Ayalew MERGIA, Plaintiff-Appellant, v. Anne Marie ADAMS, Defendant-Appellee.
    No. 09-16604.
    United States Court of Appeals, Ninth Circuit.
    Submitted July 15, 2010.
    
    Filed Dec. 1, 2010.
    Ayalew Mergia, Alexandria, VA, pro se.
    Christie Mitchell, Law Offices of Christie B. Mitchell, Orangeville, CA, for Defendant-Appellee.
    Before: HUG, BEEZER and HALL, Circuit Judges.
    
      
       The panel unanimously concludes this case is suitable for decision without oral argument. See Fed. R.App. P. 34(a)(2).
    
   MEMORANDUM

Ayalew Mergia appeals from the district court’s grant of summary judgment in favor of his former wife, Anne Marie Adams. Mergia sued Adams, among other reasons, to enforce an Affidavit of Support (Form 1-864) that she filed pursuant to 8 U.S.C. § 1183a. The district court applied judicial estoppel and granted Adams’s motion because Mergia did not schedule the Affidavit of Support as an asset or list it as exempt in his Chapter 7 bankruptcy proceeding. We review a district court’s grant of summary judgment de novo. Rockwell Int’l Corp. v. Hanford Atomic Metal Trades Council, 851 F.2d 1208, 1210 (9th Cir.1988). We review a district court’s application of judicial estoppel for an abuse of discretion. Broussard v. Univ. of Cal., 192 F.3d 1252, 1255 (9th Cir.1999). We have jurisdiction under 28 U.S.C. § 1291. We affirm.

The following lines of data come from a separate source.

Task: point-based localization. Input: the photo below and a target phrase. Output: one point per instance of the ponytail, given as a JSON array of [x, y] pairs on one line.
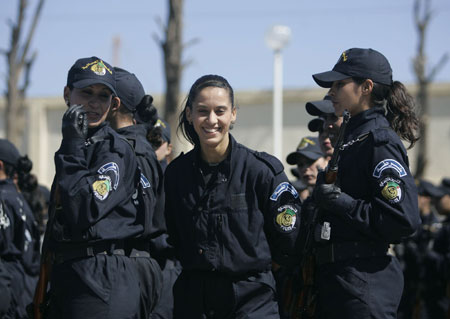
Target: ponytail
[[146, 112], [399, 110]]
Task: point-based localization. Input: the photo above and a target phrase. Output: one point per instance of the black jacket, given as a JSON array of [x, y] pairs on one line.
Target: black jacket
[[374, 172], [95, 181], [245, 216]]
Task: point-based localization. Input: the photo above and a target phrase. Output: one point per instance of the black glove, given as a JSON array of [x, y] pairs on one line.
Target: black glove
[[75, 124]]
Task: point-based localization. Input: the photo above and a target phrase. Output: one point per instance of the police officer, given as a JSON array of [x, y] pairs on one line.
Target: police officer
[[230, 211], [20, 242], [121, 117], [374, 201], [92, 206]]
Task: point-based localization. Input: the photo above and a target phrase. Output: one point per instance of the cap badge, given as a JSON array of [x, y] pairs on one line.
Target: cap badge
[[344, 56], [98, 67], [305, 142]]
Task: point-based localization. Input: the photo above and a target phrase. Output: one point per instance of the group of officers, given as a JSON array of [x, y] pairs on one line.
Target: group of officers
[[106, 247]]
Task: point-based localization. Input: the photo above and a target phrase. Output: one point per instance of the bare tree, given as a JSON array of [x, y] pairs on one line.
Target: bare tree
[[172, 46], [422, 17], [19, 67]]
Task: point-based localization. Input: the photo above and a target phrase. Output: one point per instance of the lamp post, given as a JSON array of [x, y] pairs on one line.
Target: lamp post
[[277, 37]]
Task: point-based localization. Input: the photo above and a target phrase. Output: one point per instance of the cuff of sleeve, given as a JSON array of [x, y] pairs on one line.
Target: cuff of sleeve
[[73, 146], [344, 204]]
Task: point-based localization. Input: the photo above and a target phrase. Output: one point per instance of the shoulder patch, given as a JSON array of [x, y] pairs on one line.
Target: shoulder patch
[[114, 168], [4, 219], [275, 165], [285, 218], [392, 190], [389, 163], [281, 188]]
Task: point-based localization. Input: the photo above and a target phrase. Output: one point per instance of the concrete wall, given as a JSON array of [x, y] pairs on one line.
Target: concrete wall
[[253, 128]]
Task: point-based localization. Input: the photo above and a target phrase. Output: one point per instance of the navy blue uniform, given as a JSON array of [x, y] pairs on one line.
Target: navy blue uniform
[[227, 223], [92, 276], [152, 183], [356, 276], [20, 250], [5, 288]]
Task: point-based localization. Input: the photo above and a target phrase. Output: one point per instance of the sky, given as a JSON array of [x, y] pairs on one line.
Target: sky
[[228, 39]]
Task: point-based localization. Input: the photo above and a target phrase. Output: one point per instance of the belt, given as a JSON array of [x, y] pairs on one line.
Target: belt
[[67, 252], [335, 252]]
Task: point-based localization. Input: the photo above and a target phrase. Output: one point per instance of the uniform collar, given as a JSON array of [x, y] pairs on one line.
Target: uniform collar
[[224, 167], [367, 120], [8, 182]]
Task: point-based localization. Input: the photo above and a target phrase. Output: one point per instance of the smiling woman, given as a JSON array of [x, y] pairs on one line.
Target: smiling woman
[[230, 212]]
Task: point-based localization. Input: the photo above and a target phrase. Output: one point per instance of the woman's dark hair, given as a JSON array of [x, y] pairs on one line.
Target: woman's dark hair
[[400, 107], [210, 80], [154, 136], [146, 112]]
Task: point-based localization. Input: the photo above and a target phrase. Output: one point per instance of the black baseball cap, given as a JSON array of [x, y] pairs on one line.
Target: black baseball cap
[[317, 108], [308, 147], [359, 63], [129, 89], [89, 71], [8, 152], [316, 125]]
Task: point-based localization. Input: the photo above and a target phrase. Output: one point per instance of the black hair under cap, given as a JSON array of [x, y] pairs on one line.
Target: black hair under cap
[[359, 63], [8, 152]]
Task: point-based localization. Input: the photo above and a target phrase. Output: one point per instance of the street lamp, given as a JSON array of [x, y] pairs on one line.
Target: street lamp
[[277, 37]]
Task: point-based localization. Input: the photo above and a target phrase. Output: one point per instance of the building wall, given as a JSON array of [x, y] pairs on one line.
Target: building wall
[[253, 128]]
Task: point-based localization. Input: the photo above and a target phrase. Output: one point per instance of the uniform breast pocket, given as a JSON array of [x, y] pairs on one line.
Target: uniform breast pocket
[[238, 202]]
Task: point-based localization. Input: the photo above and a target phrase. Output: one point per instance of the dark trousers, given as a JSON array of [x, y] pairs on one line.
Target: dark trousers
[[102, 286], [164, 308], [150, 283], [360, 288], [214, 295]]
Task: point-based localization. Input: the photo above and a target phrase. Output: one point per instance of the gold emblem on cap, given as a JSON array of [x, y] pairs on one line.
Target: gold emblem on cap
[[304, 143], [344, 56], [98, 67]]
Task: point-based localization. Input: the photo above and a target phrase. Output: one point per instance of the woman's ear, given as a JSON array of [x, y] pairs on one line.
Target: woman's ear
[[189, 115], [66, 95], [115, 103], [367, 87]]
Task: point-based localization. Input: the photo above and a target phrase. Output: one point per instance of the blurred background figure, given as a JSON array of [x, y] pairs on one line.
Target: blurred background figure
[[159, 138], [412, 253], [309, 159], [20, 240], [326, 123]]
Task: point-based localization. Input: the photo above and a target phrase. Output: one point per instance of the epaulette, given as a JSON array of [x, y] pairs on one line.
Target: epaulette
[[275, 165], [380, 135]]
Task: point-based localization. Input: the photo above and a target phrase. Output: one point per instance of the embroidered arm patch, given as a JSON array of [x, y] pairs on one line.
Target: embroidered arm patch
[[285, 218], [281, 188]]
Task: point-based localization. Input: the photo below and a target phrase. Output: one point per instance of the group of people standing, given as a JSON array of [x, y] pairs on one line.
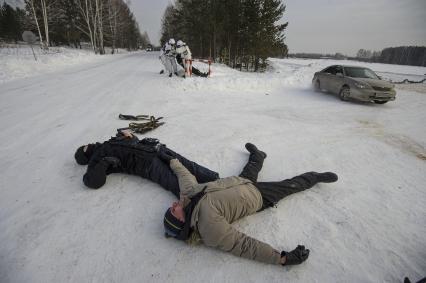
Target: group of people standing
[[178, 52]]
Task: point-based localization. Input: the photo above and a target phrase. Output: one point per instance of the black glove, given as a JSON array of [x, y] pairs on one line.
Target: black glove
[[165, 155], [296, 256], [114, 162]]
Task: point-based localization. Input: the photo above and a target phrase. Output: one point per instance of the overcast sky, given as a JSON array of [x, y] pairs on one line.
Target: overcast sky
[[328, 26]]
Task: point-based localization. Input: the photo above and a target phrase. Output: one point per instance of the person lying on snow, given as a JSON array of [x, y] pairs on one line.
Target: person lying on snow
[[205, 211], [125, 153]]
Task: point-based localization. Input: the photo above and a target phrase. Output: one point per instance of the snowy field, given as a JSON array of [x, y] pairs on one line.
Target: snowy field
[[370, 226]]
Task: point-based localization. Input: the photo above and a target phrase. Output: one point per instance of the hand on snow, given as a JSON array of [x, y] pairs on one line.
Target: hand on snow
[[296, 256]]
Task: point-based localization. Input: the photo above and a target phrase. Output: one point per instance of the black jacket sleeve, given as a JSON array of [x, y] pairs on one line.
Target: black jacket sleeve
[[95, 176]]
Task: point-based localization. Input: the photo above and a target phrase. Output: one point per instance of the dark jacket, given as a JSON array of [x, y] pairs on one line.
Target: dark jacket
[[138, 158]]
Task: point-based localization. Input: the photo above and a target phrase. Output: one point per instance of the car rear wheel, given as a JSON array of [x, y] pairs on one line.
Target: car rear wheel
[[317, 86], [344, 93]]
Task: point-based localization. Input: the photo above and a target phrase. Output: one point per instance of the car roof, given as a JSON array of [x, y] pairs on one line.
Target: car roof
[[350, 66]]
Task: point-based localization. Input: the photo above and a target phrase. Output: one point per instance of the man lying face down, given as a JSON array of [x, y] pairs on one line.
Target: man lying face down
[[125, 153], [205, 211]]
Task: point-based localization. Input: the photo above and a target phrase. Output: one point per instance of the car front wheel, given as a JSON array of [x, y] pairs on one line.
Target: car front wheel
[[317, 86], [344, 93]]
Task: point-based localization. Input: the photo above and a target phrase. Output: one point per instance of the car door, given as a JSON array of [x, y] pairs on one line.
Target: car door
[[326, 76], [336, 80]]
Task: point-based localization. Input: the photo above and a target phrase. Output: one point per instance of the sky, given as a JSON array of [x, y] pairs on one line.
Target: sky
[[326, 26]]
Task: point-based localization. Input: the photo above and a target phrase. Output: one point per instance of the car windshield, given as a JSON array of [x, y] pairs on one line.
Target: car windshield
[[355, 72]]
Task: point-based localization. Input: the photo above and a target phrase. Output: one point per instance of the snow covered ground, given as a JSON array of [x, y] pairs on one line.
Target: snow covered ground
[[17, 61], [370, 226]]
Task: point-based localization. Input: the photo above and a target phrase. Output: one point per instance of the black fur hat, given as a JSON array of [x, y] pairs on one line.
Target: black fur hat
[[80, 156]]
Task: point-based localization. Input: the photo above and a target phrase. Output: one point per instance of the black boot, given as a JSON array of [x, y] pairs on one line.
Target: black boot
[[254, 150], [326, 177]]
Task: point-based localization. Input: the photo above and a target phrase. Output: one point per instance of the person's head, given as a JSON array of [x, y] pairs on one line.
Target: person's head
[[84, 153], [174, 220]]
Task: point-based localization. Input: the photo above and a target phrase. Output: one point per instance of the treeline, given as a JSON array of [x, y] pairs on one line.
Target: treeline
[[404, 55], [102, 23], [239, 33]]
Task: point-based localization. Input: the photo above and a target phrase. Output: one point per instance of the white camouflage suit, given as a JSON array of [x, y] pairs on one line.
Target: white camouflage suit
[[185, 54]]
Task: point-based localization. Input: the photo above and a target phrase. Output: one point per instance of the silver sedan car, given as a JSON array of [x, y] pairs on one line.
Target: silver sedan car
[[354, 82]]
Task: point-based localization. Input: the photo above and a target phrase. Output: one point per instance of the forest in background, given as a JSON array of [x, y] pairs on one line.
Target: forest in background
[[239, 33], [102, 23]]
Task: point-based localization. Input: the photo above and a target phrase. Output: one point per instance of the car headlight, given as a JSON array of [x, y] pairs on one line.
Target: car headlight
[[361, 85]]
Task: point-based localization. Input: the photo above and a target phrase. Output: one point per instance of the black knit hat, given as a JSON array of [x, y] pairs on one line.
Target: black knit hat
[[172, 226], [80, 156]]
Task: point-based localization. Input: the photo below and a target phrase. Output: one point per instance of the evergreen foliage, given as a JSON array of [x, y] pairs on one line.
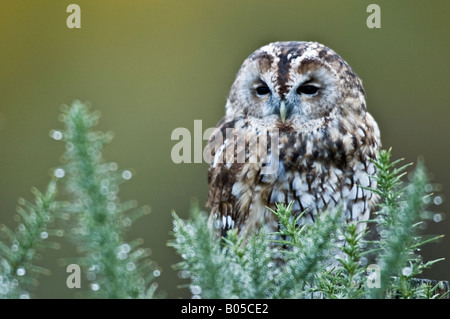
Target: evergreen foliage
[[20, 252], [94, 219], [117, 268], [330, 258]]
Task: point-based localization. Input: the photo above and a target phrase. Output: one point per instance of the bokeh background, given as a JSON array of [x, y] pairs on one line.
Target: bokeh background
[[153, 66]]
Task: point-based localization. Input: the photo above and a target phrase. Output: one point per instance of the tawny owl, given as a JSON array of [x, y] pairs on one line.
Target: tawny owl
[[296, 130]]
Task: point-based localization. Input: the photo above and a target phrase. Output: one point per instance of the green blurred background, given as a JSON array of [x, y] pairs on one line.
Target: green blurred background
[[153, 66]]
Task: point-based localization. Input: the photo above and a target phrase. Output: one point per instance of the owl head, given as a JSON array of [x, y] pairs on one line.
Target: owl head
[[295, 82]]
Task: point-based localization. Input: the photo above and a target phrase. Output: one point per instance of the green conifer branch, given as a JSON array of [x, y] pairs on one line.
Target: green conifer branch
[[117, 268], [325, 259], [18, 269]]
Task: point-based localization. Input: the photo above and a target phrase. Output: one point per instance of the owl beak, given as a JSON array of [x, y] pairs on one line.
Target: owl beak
[[283, 112]]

The facts of this case are known to the parties. We do not repeat them.

When a party attempts to assert a cause of action “not raised in a reorganization plan or otherwise mentioned in the debt- or’s schedules or disclosure statements,” judicial estoppel prevents that party from asserting that claim. Hamilton v. State Farm Fire & Casualty Co., 270 F.3d 778, 783 (9th Cir.2001). Mergia did not disclose the Affidavit of Support (Form I-864) in his Chapter 7 bankruptcy proceeding, and so he is estopped from now seeking its enforcement.

Mergia raises no other colorable claims. He attempts to sue Adams, his ex-wife, under 42 U.S.C. § 1983, and the district court correctly concluded that she cannot be held liable as a state actor. See Crowe v. County of San Diego, 608 F.3d 406, 440 (9th Cir.2010). Mergia also asks the court to issue orders reversing various decisions of the state courts. The district court correctly abstained from hearing these claims under the Rooker-Feldman doctrine. See D.C. Court of Appeals v. Feldman, 460 U.S. 462, 476, 103 S.Ct. 1303, 75 L.Ed.2d 206 (1983); Rooker v. Fidelity Trust Co., 263 U.S. 413, 415, 44 S.Ct. 149, 68 L.Ed. 362 (1923).

AFFIRMED. 
      
       This disposition is not appropriate for publication and is not precedent except as provided by 9 th Cir. R. 36-3.
     
      
      . Mergia filed a motion to introduce new evidence on September 24, 2010. We deny Mer-gia’s motion because we are bound by the record on appeal. See United States v. Elias, 921 F.2d 870, 874 (9th Cir.1990) (noting that "[d]ocuments or facts not presented to the district court are not part of the record on appeal”). We note, however, that even if Mergia were allowed to introduce additional evidence, it would not change the fact that Mergia failed to disclose the Affidavit of Support on his schedules.